Actualizado el viernes 3/JUN/22

Rayos de Fe

Conservar la fe. 

Hay un tesoro que tenemos y que el demonio quiere robarnos, y es la fe.

Un hombre sin fe, vive en la oscuridad más completa, porque no entiende las cosas según Dios.

La fe es como la vista del alma, ya que quien tiene fe, interpreta todo lo que sucede en el mundo y en su vida, a la luz de ella, y así camina seguro por el camino de este mundo.

La fe la podemos perder, especialmente si no la alimentamos con buenas lecturas, de la Biblia, de vidas de Santos, de autores espirituales serios. Y también la podemos aumentar con la recepción de los Sacramentos, rezando todos los días y hasta varias veces por día el Credo, oración que le agrada enormemente a la Santísima Virgen, porque es la que se opone fuertemente al Dragón rojo del Apocalipsis, que es el ateísmo marxista.

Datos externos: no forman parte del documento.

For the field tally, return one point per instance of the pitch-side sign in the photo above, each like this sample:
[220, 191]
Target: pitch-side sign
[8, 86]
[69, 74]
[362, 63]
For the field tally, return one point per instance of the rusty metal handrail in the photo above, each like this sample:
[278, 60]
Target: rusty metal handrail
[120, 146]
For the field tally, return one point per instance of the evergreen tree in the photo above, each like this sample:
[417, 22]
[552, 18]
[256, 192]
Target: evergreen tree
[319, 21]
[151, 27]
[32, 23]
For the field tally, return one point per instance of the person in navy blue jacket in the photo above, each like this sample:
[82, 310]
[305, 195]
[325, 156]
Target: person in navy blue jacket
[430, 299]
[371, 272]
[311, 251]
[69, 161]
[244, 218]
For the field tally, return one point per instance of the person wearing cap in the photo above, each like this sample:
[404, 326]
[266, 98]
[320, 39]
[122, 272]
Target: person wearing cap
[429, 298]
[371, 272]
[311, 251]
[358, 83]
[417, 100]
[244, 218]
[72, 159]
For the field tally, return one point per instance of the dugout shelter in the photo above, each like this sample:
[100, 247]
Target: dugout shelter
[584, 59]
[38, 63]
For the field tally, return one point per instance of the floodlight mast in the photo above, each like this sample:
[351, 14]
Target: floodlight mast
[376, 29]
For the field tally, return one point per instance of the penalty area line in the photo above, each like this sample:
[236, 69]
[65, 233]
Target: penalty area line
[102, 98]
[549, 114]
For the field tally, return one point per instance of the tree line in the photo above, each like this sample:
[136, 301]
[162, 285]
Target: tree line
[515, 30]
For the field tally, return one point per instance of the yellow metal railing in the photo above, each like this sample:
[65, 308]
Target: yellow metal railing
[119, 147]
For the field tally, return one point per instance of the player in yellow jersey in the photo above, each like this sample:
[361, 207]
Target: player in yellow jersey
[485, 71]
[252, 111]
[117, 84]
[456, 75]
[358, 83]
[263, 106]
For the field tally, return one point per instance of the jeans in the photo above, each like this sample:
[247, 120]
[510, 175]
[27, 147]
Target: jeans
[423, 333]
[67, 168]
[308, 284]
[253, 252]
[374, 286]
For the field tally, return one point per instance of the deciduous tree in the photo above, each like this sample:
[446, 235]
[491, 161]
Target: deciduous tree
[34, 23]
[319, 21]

No hay que arriesgarse a perder la fe, y esto lo hacemos cuando leemos libros malos o dañinos, que ponen en duda la Revelación. Pero hay que estar atentos porque muchas veces dentro de la Iglesia Católica, hay teólogos, sacerdotes y hasta Obispos y Cardenales, que van en contra de la fe, de la verdadera fe, y así confunden mucho a los fieles porque no siguen las enseñanzas del Magisterio y de la Iglesia.

Estamos en un tiempo muy difícil, llamado de la Gran Apostasía, es decir, de la pérdida de la fe en masa. Por eso lo primero que tenemos que hacer para cuidar nuestra fe es estar atentos y vigilantes, sin menospreciar al adversario, sin creernos que las sabemos todas, y jamás dormirnos en los laureles. Porque así como una planta que no se riega y alimenta, antes o después muere; así también la fe que no es alimentada por los sacramentos, la oración y la lectura espiritual y la meditación, tarde o temprano morirá.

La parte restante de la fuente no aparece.